Seit Jahren warnen Forschende immer wieder davor, dass frisches, kühles Wasser aus dem schmelzenden antarktischen Eis das salzige Wasser des Ozeans verdünnt und die lebenswichtige Meeresströmung damit möglicherweise stört. Nun zeigt ein Team der University of Melbourne und des norwegischen Forschungszentrums Norce, dass die Strömung bei einem Szenario mit hohen Kohlendioxid-Emissionen bis 2050 wohl um rund 20 Prozent langsamer werden wird.
»Der Ozean ist äußerst komplex und fein ausbalanciert«, sagte Bishakhdatta Gayen von der University of Melbourne, einer der Autoren der im Fachmagazin »Environmental Research Letters[2]« erschienenen Studie. Breche sein bisheriger Motor zusammen, so könnte dies weitreichende Folgen für das Leben auf der Erde haben: Das Klima könnte in Zukunft stärker schwanken, mit mehr extremen Wetterereignissen in bestimmten Regionen. Außerdem könnte die globale Erwärmung noch schneller voranschreiten, weil die Ozeane weniger in der Lage wären, CO2 aufzunehmen und somit weniger als Kohlenstoffspeicher wirkten.
Werden die Strömungen schwächer, könnte dies die Artenvielfalt und die Fischerei beeinträchtigen.
In einem wissenschaftlichen Aufsatz zum Thema[3] vergleichen die Forscher den Antarktischen Zirkumpolarstrom zudem »mit einem Graben um den eisigen Kontinent«. »Die Strömung hilft, warmes Wasser fernzuhalten und schützt so empfindliche Eisflächen«, schreiben Gayen und sein Kollege Taimoor Sohail. Sie fungiere aber auch als Barriere gegen invasive Arten und spiele zudem eine große Rolle bei der Regulierung des Erdklimas. Fortschritte in der Ozeanmodellierung und ein Zugriff auf den größten Supercomputer Australiens, den »Gadi[4]«, ermöglichten nun eine gründliche Untersuchung potenzieller Veränderungen. Wenn kaltes, frisches Schmelzwasser aus der Antarktis nach Norden wandert – so die Prognose –, führt dies zu erheblichen Veränderungen der Dichtestruktur des Ozeans. Werden die Strömungen schwächer, wie die Modellierung zeigt, könnte dies die Artenvielfalt und die Fischerei beeinträchtigen, auf die viele Küstengemeinden angewiesen sind. Zudem könnten invasive Arten wie der Südliche Riesentang in die Antarktis vordringen und dort die lokalen Ökosysteme und Nahrungsnetze stören.

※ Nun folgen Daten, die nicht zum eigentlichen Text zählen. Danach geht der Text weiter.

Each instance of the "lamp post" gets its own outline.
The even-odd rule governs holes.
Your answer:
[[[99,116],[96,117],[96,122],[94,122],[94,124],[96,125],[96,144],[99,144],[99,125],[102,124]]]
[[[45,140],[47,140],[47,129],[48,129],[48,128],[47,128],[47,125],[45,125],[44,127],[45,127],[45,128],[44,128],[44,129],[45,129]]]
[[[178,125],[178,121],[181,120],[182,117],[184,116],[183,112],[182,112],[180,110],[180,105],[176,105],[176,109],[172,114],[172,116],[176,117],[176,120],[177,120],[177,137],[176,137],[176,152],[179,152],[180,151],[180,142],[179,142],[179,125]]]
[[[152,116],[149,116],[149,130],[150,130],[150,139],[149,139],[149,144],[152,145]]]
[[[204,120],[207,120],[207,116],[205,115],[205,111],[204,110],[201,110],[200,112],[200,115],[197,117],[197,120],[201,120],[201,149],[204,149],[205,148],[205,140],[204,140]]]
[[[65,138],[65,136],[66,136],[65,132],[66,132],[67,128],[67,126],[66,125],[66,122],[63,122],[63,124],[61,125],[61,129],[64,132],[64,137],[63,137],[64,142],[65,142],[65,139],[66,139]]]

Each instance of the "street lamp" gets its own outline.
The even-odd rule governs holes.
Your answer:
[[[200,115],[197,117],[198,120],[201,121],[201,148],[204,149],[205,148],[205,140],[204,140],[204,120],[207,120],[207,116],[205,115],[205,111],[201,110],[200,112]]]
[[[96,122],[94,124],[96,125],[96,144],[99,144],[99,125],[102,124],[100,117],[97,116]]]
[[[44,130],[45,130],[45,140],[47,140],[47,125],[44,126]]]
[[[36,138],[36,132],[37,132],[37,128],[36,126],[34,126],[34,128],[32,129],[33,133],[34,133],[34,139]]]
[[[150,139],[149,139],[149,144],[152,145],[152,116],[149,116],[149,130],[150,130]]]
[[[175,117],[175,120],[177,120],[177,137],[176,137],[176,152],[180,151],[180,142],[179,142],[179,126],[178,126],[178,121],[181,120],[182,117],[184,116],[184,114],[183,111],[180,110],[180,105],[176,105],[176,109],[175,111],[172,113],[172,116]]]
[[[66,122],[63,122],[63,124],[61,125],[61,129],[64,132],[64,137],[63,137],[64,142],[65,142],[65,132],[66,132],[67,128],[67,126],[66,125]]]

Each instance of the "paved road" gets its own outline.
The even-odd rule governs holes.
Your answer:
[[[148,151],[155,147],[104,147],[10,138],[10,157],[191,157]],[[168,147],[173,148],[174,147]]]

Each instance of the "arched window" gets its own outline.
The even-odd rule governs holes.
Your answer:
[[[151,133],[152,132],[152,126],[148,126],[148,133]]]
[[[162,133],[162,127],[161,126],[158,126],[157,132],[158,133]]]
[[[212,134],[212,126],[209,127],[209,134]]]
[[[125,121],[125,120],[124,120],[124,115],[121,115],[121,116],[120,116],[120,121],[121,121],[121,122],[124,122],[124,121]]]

Eine schwächere Strömung könnte laut des Forschungsteams aber auch dazu führen, dass mehr warmes Wasser nach Süden vordringt, was das Abschmelzen der antarktischen Eisschelfe noch mal verschlimmern und somit zum globalen Anstieg des Meeresspiegels beitragen würde. »Ein schnelleres Abschmelzen des Eises könnte dann zu einer weiteren Abschwächung der Strömung führen«, erklären die Wissenschaftler. Ein wahrer Teufelskreis.
Die neue, düstere Prognose für den Antarktischen Zirkumpolarstrom deckt sich mit bereits früher entworfenen Szenarien. Trotzdem wollen die Wissenschaftler kein apokalyptisches Bild malen. Die Zukunft sei nicht vorherbestimmt, betonen Sohail und Gayen. Gemeinsame Anstrengungen zur Reduzierung der Treibhausgasemissionen könnten das Abschmelzen rund um die Antarktis noch begrenzen.